Das Museum Ludwig zeigt seit Februar eine Werkschau, bestehend aus Beatos kolorierten Bildern und Holzschnitten japanischer Künstler, deren Entstehung von Mitte bis Ende des 19. Jahrhunderts reichen. Viele der Objekte stammen aus der Sammlung des Foto-Journalisten Robert Lebeck, dessen Bilder-Konvolut 1993 an das Kölner Haus übergeben wurde. Zu sehen sind unter anderem Sänftenträger, eine Musikerin, Kurtisanen, Tänzerinnen sowie Landschaftsaufnahmen, etwa der Vulkan Fuji. Die dargestellten Personen engagierte Felice Beato und stattete sie in seinem Studio mit Requisiten aus. Allen Holzschnitten liegt dabei das humoresk wirkende Motiv einer Foto-Anfertigung zugrunde, die bei längerer Betrachtung ins Bizarre kippt.

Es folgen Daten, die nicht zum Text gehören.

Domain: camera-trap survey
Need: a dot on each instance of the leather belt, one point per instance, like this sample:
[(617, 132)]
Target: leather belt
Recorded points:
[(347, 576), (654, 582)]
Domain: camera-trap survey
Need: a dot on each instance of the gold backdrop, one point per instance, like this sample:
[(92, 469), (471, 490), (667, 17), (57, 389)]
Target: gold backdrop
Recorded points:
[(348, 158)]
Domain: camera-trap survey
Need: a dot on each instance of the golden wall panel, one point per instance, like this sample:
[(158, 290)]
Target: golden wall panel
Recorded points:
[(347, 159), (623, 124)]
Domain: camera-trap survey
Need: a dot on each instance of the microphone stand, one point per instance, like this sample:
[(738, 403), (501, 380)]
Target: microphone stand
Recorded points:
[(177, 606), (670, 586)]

Neben den mehr als 30 Exponaten sorgt eine Akustik-Station für hörbare Eindrücke der Werke: Auf mehreren Sitzplätzen vis-a-vis einer Fotogalerie lauschen die Besucher den vor Beginn der Ausstellung aufgezeichneten Kommentaren japanischer Bürger. Das als „Voiceover“ konzipierte Überlagern der Bilder durch individuelle Spekulationen, Hinterfragungen und Belustigungen stellt eine Bereicherung der Werkschau dar, fügt sie den überwiegend stillen, idyllischen Portraits doch eine zeitgenössische Dynamik hinzu, der von staunenden Betrachtungen über die Frisuren, die Haute Couture bis hin zum unglamourösen Auftreten der Prostituierten gereicht. Dass sich die Menschen seinerzeit überhaupt ablichten ließen, überrascht einen der Kommentatoren, denn in der japanischen Kultur war der Glaube verbreitet, dass die Fotografie einer Person deren Seele raube. Jene Angst vor einem essentiellen Verlust bleibt für den Betrachter im Fotoraum der Stätte jedoch auch nach dem zweiten Blick gen Osten verborgen.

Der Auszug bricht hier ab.